The interplay over geological timescales of oil charge history (oil residence time) and thermal and nutrient controls on degradation rates along with local-scale mass transport dynamics of oil column mixing, via advective charge, biogenic gas generation, and diffusion of reactive hydrocarbons to the OWC field, reservoir and smaller scale biodegraded oil compositional variations (Figure 1c). Within heavy oil and bitumen-bearing reservoirs, a variety of vertical viscosity gradients are observed, the simplest of which can be defined by two end-member oils, i.e., fresh oil charged near the top of a reservoir (or if charge has stopped a less degraded oil near the top) and a lower quality, more degraded oil near the oil-water contact zone (Figure 1c; Larter et al. 2006b). These fluid property gradients are mimicked by various compositional gradients in specific compounds depending on the biodegradation level of the oil and susceptibility to degradation of the compounds (Figure 1c). In reservoirs where oil removed by biodegradation has exceeded the rate of fresh oil charge, heavily biodegraded reservoirs commonly have a residual oil zone up to 20 m thick at the base of the oil column characterized by steeper gradients in oil composition and fluid properties than found in the main oil column and abundant evidence of biogeochemical processes. We describe the genesis of curved, parabolic or even exponential viscosity-depth profiles in western Canadian reservoirs where oil charge has terminated, compared to actively charging traps worldwide which exhibit more sub-linear viscosity-depth profiles. Compositional numerical models, including compound specific rates of biodegradation, related to molecular size, aqueous solubility and partitioning of reactive compounds, predict compositional gradients with increasing degradation with accumulation of non-degradable resinsa nd asphaletenes at the OWC, the generation of biogenic gas and removal of light end hydrocarbons faster than C11+ hydrocarbons and gas cap development (Figure 2c).

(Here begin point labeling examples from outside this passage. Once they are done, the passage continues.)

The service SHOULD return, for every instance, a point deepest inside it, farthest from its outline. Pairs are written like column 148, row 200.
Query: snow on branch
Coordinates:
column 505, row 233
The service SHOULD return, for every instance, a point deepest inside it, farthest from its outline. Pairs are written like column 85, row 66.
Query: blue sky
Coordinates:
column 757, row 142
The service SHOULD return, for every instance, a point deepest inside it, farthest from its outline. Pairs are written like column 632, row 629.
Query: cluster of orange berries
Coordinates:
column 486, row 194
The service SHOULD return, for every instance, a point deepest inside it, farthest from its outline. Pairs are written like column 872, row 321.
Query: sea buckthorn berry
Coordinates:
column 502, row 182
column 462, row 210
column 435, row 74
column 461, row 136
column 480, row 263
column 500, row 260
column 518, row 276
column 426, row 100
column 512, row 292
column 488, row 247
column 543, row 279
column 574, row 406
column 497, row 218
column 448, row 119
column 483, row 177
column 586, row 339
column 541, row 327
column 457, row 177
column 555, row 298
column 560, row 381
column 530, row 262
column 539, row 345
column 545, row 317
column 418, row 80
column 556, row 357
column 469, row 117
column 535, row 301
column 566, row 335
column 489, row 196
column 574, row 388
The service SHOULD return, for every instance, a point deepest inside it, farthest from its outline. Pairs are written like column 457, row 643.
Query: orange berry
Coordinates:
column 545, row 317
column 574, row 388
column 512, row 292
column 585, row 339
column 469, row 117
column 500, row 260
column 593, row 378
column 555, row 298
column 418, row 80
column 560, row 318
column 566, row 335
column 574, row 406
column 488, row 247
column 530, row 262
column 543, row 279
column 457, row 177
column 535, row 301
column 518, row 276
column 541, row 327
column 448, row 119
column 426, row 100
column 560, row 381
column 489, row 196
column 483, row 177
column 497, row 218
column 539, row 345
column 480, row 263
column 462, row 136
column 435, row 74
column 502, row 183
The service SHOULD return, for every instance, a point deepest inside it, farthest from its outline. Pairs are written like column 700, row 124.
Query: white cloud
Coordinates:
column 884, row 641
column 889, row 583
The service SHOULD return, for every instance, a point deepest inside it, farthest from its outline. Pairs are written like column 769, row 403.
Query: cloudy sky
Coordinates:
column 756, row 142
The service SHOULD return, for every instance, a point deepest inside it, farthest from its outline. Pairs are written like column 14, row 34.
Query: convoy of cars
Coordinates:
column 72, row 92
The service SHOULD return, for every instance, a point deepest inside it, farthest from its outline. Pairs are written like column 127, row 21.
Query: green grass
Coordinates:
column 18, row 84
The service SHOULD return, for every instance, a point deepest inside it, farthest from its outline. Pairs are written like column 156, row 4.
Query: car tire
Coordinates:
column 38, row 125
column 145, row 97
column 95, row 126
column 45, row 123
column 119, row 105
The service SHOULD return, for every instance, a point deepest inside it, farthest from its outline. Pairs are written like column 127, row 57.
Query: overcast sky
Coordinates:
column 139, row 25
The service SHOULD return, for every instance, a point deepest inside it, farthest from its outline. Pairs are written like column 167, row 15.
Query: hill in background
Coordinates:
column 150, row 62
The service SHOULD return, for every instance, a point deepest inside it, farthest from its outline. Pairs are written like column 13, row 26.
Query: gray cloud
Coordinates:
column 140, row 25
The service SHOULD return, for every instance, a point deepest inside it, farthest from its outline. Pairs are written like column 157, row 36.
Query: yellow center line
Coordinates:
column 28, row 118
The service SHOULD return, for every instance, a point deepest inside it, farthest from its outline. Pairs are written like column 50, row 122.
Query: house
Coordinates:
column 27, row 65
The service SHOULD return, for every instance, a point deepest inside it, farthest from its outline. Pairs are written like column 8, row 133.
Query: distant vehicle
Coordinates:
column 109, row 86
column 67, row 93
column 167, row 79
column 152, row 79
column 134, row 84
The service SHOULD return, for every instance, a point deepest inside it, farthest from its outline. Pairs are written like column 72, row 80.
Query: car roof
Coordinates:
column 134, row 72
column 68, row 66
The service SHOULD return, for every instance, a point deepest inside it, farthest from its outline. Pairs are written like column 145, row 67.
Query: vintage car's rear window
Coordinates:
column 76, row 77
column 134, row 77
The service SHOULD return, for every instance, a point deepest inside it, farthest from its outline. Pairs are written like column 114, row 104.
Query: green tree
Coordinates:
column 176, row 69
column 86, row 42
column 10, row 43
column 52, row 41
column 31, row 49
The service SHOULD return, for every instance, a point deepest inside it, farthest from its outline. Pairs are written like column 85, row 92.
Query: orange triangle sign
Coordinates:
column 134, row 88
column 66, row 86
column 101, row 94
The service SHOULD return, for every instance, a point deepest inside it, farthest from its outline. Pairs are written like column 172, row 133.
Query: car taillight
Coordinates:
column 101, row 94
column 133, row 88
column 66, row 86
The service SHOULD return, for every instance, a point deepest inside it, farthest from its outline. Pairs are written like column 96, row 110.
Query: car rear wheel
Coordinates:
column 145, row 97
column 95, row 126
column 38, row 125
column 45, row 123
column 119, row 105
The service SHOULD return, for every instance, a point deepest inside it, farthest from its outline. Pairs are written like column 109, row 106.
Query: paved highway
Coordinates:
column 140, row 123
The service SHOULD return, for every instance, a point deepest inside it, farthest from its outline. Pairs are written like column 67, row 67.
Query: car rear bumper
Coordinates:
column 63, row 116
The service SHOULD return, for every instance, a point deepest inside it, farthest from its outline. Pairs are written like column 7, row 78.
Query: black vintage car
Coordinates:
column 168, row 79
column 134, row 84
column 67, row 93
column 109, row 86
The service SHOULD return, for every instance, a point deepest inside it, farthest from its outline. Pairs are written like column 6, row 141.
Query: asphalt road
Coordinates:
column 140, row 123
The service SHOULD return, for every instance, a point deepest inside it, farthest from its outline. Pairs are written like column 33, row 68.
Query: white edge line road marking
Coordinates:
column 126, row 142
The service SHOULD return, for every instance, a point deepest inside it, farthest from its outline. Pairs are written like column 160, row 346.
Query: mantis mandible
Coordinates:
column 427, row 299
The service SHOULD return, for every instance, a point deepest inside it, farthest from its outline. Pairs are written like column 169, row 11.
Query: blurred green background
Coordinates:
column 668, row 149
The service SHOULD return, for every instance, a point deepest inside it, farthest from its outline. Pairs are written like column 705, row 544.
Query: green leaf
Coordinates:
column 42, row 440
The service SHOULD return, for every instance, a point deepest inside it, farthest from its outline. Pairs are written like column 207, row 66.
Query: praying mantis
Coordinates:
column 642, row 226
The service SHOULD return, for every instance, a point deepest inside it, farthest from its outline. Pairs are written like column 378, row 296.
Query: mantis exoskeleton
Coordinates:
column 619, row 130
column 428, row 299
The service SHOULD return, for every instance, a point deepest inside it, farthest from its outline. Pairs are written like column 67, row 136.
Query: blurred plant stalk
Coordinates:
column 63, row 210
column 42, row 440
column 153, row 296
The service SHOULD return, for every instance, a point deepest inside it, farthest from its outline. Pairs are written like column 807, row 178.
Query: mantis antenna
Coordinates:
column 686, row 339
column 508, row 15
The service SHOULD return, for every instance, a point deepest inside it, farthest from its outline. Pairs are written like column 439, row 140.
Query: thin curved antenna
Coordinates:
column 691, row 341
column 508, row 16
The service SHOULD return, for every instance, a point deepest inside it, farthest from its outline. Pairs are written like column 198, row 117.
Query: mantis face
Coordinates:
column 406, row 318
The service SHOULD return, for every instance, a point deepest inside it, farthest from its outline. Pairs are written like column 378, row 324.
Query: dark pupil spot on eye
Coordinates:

On field scales, significant lateral variations in viscosity of up to an order of magnitude have also been observed from networks of vertical delineation wells over 2 to 5 km distances. Viscosity variations may exhibit areal patterns, for example, lower viscosity “fingers” are often embedded between higher viscosity “islands” though the transitions are typically smooth and wavelike unless faulting is involved (Adams, 2007). Typically lateral oil viscosity variations occur smoothly on by factors of 2 to 10 times in viscosity on a length scale of 500-1000 m laterally. Interaction of charging and degradation processes are continuous forming graded transitions between the relatively high and low viscosity regions rather than distinct oil viscosity domains. The combination of intersecting viscous fluid domains and complex sedimentologically controlled permeability domains produces a complex mobility ratio domain in which any optimized oil recovery process must operate. The compositional gradients in highly viscous oils (>1000 cP) strongly impact the mobility of the oil especially in the high water saturation, residual oil zones where relative permeability and discontinuous oil limit the effective permeability even in thermal recovery operations at steam temperatures. The dynamics of the biodegradation basal reaction zone which can be several meters thick are described and its impact on the production of HOTS reservoirs, and well placement in the lowest parts of a reservoir for thermal gravity drainage processes such as SAGD or CSS.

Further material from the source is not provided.